Antikacı Dükkânı. Чарльз Диккенс
Чтение книги онлайн.
Читать онлайн книгу Antikacı Dükkânı - Чарльз Диккенс страница 28
Çocuk içeri girerken cüce odaya bakarak:
– Ah, ne de güzel, küçük bir oda! dedi. Tam bir kameriye. Burasını bir daha kullanmayacağına, buraya bir daha gelmeyeceğine emin misin, Nelly?
Çocuk, almaya geldiği birkaç parça giyim eşyasını kavradığı gibi oradan telaşla uzaklaşırken:
– Eminim! Bir daha asla gelmeyeceğim, asla gelmeyeceğim! diye bağırdı.
Quilp, çocuğun arkasından bakarak:
– Çok duygulu! dedi. Çok duygulu. Yazık, çok yazık! Yatak hemen hemen benim boyuma göre. Burasını kendime oda yapacağım ben galiba.
Brass bu düşünceyi destekledi, cüceden gelecek her düşünceyi benimsemek zorundaydı çünkü. Bunun üzerine, cüce de içeri girip bu işi bir denemek istedi. Ağzında piposuyla kendini sırtüstü yatağa attı. Sonra, yatağı tekmeleyerek, hırsla piposunu içmeye koyuldu. Brass bu manzarayı pek beğendi, yatağı yumuşacık, pek rahat bulduğu için Quilp burasını geceleri yatak, gündüzleri divan olarak kullanmaya niyetlendi. Bu durumda, yatağın divan görevine hemen başlamasında bir sakınca görmediği için olduğu yerde kaldı, piposunu içti. Hukukçu bey de artık yarı kendinden geçmiş, düşünme kabiliyetini hemen kaybetmiş bir hâlde (tütün adamın sinir sistemini etkiliyordu) birazcık açık havaya çıkmak fırsatını elde etti. Biraz sonra da, yüzü eski rengine aşağı yukarı kavuşmuş bir hâlde, geri döndü. Çok geçmeden de kötü niyetli cüce onu pipo içmeye zorladı. Brass, bu durumda sedirin üzerinde uykuya daldı, sabaha kadar uyudu.
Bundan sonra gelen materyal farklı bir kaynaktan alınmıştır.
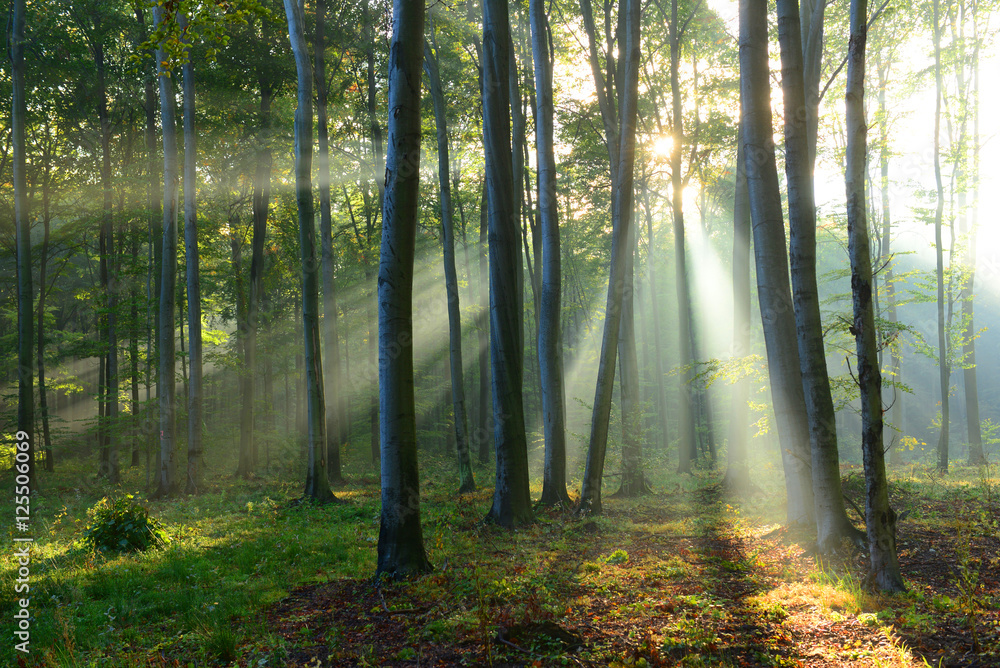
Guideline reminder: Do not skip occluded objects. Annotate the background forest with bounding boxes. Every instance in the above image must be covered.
[0,0,1000,665]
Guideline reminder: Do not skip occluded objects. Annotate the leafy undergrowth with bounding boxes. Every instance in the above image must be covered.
[0,456,1000,668]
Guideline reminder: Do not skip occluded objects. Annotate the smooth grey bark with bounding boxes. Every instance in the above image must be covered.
[361,2,385,464]
[528,0,570,506]
[642,179,670,452]
[133,0,163,480]
[670,0,698,473]
[614,219,652,497]
[424,35,476,494]
[153,7,178,497]
[958,10,986,466]
[10,0,38,491]
[777,0,861,554]
[284,0,336,503]
[181,28,204,494]
[313,0,345,484]
[376,0,431,578]
[725,125,751,494]
[229,224,254,478]
[483,0,534,528]
[90,34,119,484]
[932,0,951,471]
[876,52,903,464]
[580,0,641,514]
[476,183,493,464]
[740,0,814,524]
[846,0,906,592]
[37,155,54,472]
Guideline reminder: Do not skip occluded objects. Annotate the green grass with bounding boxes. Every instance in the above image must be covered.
[0,436,996,666]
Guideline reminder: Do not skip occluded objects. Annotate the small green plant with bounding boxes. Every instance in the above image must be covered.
[604,550,628,566]
[83,494,168,552]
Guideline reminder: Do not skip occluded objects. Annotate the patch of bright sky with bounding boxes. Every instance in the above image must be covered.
[708,0,1000,293]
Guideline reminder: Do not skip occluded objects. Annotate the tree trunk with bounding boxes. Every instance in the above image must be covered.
[362,2,382,464]
[483,0,534,528]
[153,7,178,498]
[960,3,986,466]
[642,180,670,452]
[740,0,813,524]
[313,0,344,485]
[615,219,651,497]
[778,0,860,554]
[933,0,951,472]
[476,180,493,464]
[580,0,640,514]
[670,0,698,473]
[528,0,570,506]
[846,0,906,592]
[424,35,476,494]
[284,0,336,503]
[182,24,204,494]
[376,0,431,578]
[10,0,38,491]
[92,37,119,484]
[38,154,55,473]
[725,124,751,495]
[878,57,903,464]
[229,228,252,479]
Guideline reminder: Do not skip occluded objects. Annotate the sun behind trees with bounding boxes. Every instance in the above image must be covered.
[0,0,1000,665]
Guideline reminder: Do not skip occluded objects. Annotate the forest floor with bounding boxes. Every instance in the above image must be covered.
[0,452,1000,668]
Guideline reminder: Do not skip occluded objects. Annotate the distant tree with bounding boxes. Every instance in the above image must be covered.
[376,0,431,578]
[528,0,570,506]
[740,0,813,523]
[181,18,204,494]
[846,0,906,592]
[580,0,641,514]
[10,0,38,490]
[284,0,335,503]
[777,0,860,553]
[725,126,751,493]
[932,0,951,471]
[153,6,178,497]
[424,20,476,494]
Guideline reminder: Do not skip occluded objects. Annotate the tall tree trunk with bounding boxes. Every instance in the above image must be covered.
[377,0,431,578]
[10,0,35,491]
[362,2,382,464]
[740,0,813,524]
[483,0,534,528]
[642,184,670,452]
[92,38,119,484]
[726,124,751,494]
[960,3,986,466]
[933,0,951,471]
[846,0,906,592]
[284,0,335,503]
[778,0,860,554]
[38,149,55,472]
[615,219,651,497]
[670,0,698,473]
[877,56,903,464]
[133,0,163,480]
[252,83,273,472]
[182,24,204,494]
[580,0,640,514]
[528,0,570,506]
[424,35,476,494]
[229,227,254,479]
[313,0,344,485]
[476,180,493,464]
[153,7,178,497]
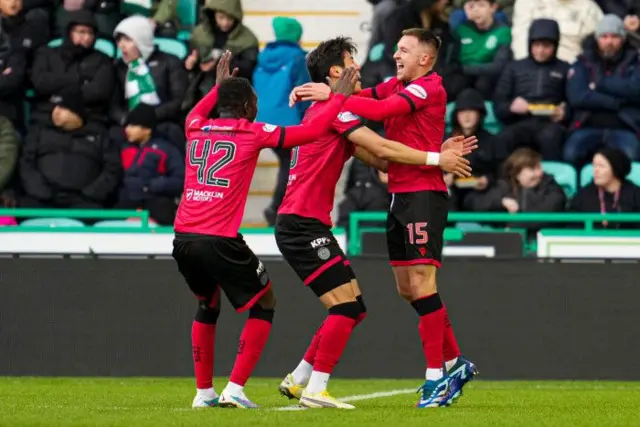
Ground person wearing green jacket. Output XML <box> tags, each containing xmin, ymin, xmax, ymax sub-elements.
<box><xmin>190</xmin><ymin>0</ymin><xmax>259</xmax><ymax>80</ymax></box>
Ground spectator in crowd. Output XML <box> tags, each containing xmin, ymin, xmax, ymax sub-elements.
<box><xmin>569</xmin><ymin>148</ymin><xmax>640</xmax><ymax>228</ymax></box>
<box><xmin>596</xmin><ymin>0</ymin><xmax>640</xmax><ymax>49</ymax></box>
<box><xmin>449</xmin><ymin>0</ymin><xmax>515</xmax><ymax>31</ymax></box>
<box><xmin>564</xmin><ymin>15</ymin><xmax>640</xmax><ymax>167</ymax></box>
<box><xmin>0</xmin><ymin>116</ymin><xmax>20</xmax><ymax>208</ymax></box>
<box><xmin>465</xmin><ymin>147</ymin><xmax>567</xmax><ymax>230</ymax></box>
<box><xmin>110</xmin><ymin>16</ymin><xmax>188</xmax><ymax>152</ymax></box>
<box><xmin>253</xmin><ymin>17</ymin><xmax>311</xmax><ymax>226</ymax></box>
<box><xmin>31</xmin><ymin>10</ymin><xmax>115</xmax><ymax>125</ymax></box>
<box><xmin>116</xmin><ymin>103</ymin><xmax>185</xmax><ymax>225</ymax></box>
<box><xmin>494</xmin><ymin>19</ymin><xmax>569</xmax><ymax>160</ymax></box>
<box><xmin>376</xmin><ymin>0</ymin><xmax>465</xmax><ymax>100</ymax></box>
<box><xmin>455</xmin><ymin>0</ymin><xmax>511</xmax><ymax>98</ymax></box>
<box><xmin>19</xmin><ymin>89</ymin><xmax>122</xmax><ymax>209</ymax></box>
<box><xmin>191</xmin><ymin>0</ymin><xmax>259</xmax><ymax>80</ymax></box>
<box><xmin>511</xmin><ymin>0</ymin><xmax>602</xmax><ymax>63</ymax></box>
<box><xmin>446</xmin><ymin>89</ymin><xmax>506</xmax><ymax>210</ymax></box>
<box><xmin>337</xmin><ymin>159</ymin><xmax>389</xmax><ymax>229</ymax></box>
<box><xmin>0</xmin><ymin>0</ymin><xmax>49</xmax><ymax>66</ymax></box>
<box><xmin>0</xmin><ymin>19</ymin><xmax>27</xmax><ymax>129</ymax></box>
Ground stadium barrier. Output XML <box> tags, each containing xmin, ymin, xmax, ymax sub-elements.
<box><xmin>0</xmin><ymin>257</ymin><xmax>640</xmax><ymax>384</ymax></box>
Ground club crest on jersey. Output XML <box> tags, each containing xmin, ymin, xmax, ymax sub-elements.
<box><xmin>338</xmin><ymin>111</ymin><xmax>360</xmax><ymax>123</ymax></box>
<box><xmin>407</xmin><ymin>84</ymin><xmax>427</xmax><ymax>99</ymax></box>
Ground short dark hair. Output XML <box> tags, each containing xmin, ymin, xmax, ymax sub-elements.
<box><xmin>307</xmin><ymin>37</ymin><xmax>358</xmax><ymax>83</ymax></box>
<box><xmin>402</xmin><ymin>28</ymin><xmax>442</xmax><ymax>52</ymax></box>
<box><xmin>217</xmin><ymin>77</ymin><xmax>255</xmax><ymax>113</ymax></box>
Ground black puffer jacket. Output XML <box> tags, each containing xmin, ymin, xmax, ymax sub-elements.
<box><xmin>19</xmin><ymin>123</ymin><xmax>122</xmax><ymax>203</ymax></box>
<box><xmin>31</xmin><ymin>10</ymin><xmax>115</xmax><ymax>123</ymax></box>
<box><xmin>0</xmin><ymin>29</ymin><xmax>27</xmax><ymax>123</ymax></box>
<box><xmin>109</xmin><ymin>48</ymin><xmax>189</xmax><ymax>124</ymax></box>
<box><xmin>494</xmin><ymin>19</ymin><xmax>569</xmax><ymax>123</ymax></box>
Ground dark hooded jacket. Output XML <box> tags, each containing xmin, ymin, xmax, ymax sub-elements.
<box><xmin>19</xmin><ymin>122</ymin><xmax>122</xmax><ymax>203</ymax></box>
<box><xmin>567</xmin><ymin>37</ymin><xmax>640</xmax><ymax>134</ymax></box>
<box><xmin>494</xmin><ymin>19</ymin><xmax>569</xmax><ymax>124</ymax></box>
<box><xmin>0</xmin><ymin>23</ymin><xmax>27</xmax><ymax>126</ymax></box>
<box><xmin>31</xmin><ymin>10</ymin><xmax>115</xmax><ymax>123</ymax></box>
<box><xmin>191</xmin><ymin>0</ymin><xmax>259</xmax><ymax>80</ymax></box>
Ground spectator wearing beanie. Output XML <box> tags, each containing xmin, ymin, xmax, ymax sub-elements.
<box><xmin>116</xmin><ymin>103</ymin><xmax>185</xmax><ymax>225</ymax></box>
<box><xmin>110</xmin><ymin>16</ymin><xmax>188</xmax><ymax>151</ymax></box>
<box><xmin>494</xmin><ymin>19</ymin><xmax>569</xmax><ymax>161</ymax></box>
<box><xmin>19</xmin><ymin>89</ymin><xmax>122</xmax><ymax>209</ymax></box>
<box><xmin>191</xmin><ymin>0</ymin><xmax>259</xmax><ymax>80</ymax></box>
<box><xmin>570</xmin><ymin>148</ymin><xmax>640</xmax><ymax>228</ymax></box>
<box><xmin>564</xmin><ymin>15</ymin><xmax>640</xmax><ymax>168</ymax></box>
<box><xmin>31</xmin><ymin>10</ymin><xmax>115</xmax><ymax>125</ymax></box>
<box><xmin>253</xmin><ymin>17</ymin><xmax>310</xmax><ymax>225</ymax></box>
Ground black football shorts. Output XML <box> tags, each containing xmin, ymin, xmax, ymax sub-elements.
<box><xmin>276</xmin><ymin>214</ymin><xmax>355</xmax><ymax>297</ymax></box>
<box><xmin>387</xmin><ymin>191</ymin><xmax>449</xmax><ymax>268</ymax></box>
<box><xmin>173</xmin><ymin>234</ymin><xmax>271</xmax><ymax>313</ymax></box>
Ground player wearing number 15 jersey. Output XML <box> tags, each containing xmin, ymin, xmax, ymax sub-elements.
<box><xmin>276</xmin><ymin>37</ymin><xmax>472</xmax><ymax>409</ymax></box>
<box><xmin>173</xmin><ymin>54</ymin><xmax>355</xmax><ymax>408</ymax></box>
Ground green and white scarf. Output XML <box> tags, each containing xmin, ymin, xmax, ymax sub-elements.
<box><xmin>125</xmin><ymin>58</ymin><xmax>160</xmax><ymax>111</ymax></box>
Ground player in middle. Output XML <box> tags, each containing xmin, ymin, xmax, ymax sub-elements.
<box><xmin>276</xmin><ymin>37</ymin><xmax>476</xmax><ymax>409</ymax></box>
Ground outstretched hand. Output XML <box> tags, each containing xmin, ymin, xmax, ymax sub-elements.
<box><xmin>216</xmin><ymin>51</ymin><xmax>240</xmax><ymax>85</ymax></box>
<box><xmin>440</xmin><ymin>135</ymin><xmax>478</xmax><ymax>156</ymax></box>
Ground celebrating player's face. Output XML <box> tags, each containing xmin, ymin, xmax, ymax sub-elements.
<box><xmin>393</xmin><ymin>36</ymin><xmax>432</xmax><ymax>82</ymax></box>
<box><xmin>335</xmin><ymin>52</ymin><xmax>362</xmax><ymax>93</ymax></box>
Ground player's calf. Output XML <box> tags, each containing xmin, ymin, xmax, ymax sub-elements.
<box><xmin>191</xmin><ymin>298</ymin><xmax>220</xmax><ymax>408</ymax></box>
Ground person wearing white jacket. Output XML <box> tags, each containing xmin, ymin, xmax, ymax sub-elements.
<box><xmin>511</xmin><ymin>0</ymin><xmax>603</xmax><ymax>63</ymax></box>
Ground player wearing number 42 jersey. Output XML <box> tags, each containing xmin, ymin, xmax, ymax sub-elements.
<box><xmin>173</xmin><ymin>53</ymin><xmax>356</xmax><ymax>408</ymax></box>
<box><xmin>294</xmin><ymin>29</ymin><xmax>477</xmax><ymax>408</ymax></box>
<box><xmin>276</xmin><ymin>37</ymin><xmax>476</xmax><ymax>409</ymax></box>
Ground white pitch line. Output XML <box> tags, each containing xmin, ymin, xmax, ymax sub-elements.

İşte, Quilp’in yeni evine girer girmez yaptıkları bunlardı. Birkaç gün de, işleri yüzünden, gösteriş yapmaya pek vakit bulamadı; Brass’ın yardımıyla, buradaki eşyanın tek tek listesini çıkarmak, öbür işlerini hâlletmeye gitmek hemen hemen bütün vaktini alıyordu. Yalnız, şimdi kuşkuları, kuruntuları iyicene uyanmış olduğu için, evden bir gece bile uzak kalmıyordu. Yaşlı adamın düzensizliğinin iyi ya da kötü bir şekilde sona erdirilmesi hevesi de zaman geçtikçe açıktan açığa mırıldanmalar, sabırsızlık işareti, bağırıp çağırmalar şeklinde ortaya çıkmaya başladı.
Nelly, cücenin konuşma teşebbüslerinden ürkek bir tavırla kaçmaya çalışıyor, adamın daha sesini duyar duymaz ortadan kayboluyordu. Avukatın gülümsemeleri de Quilp’in surat asmalarından daha az korkunç değildi. Merdivende, koridorda ikisinden birine rastlayıvermek korkusundan ötürü kızcağız dedesinin odasından bir yere kıpırdamıyor, gecenin geç saatlerinden önce odadan dışarı pek seyrek çıkıyordu. Ancak bu saatlerde sessizlik ona dışarı gidip bir boş odanın temiz havasını solumak cesaretini veriyordu.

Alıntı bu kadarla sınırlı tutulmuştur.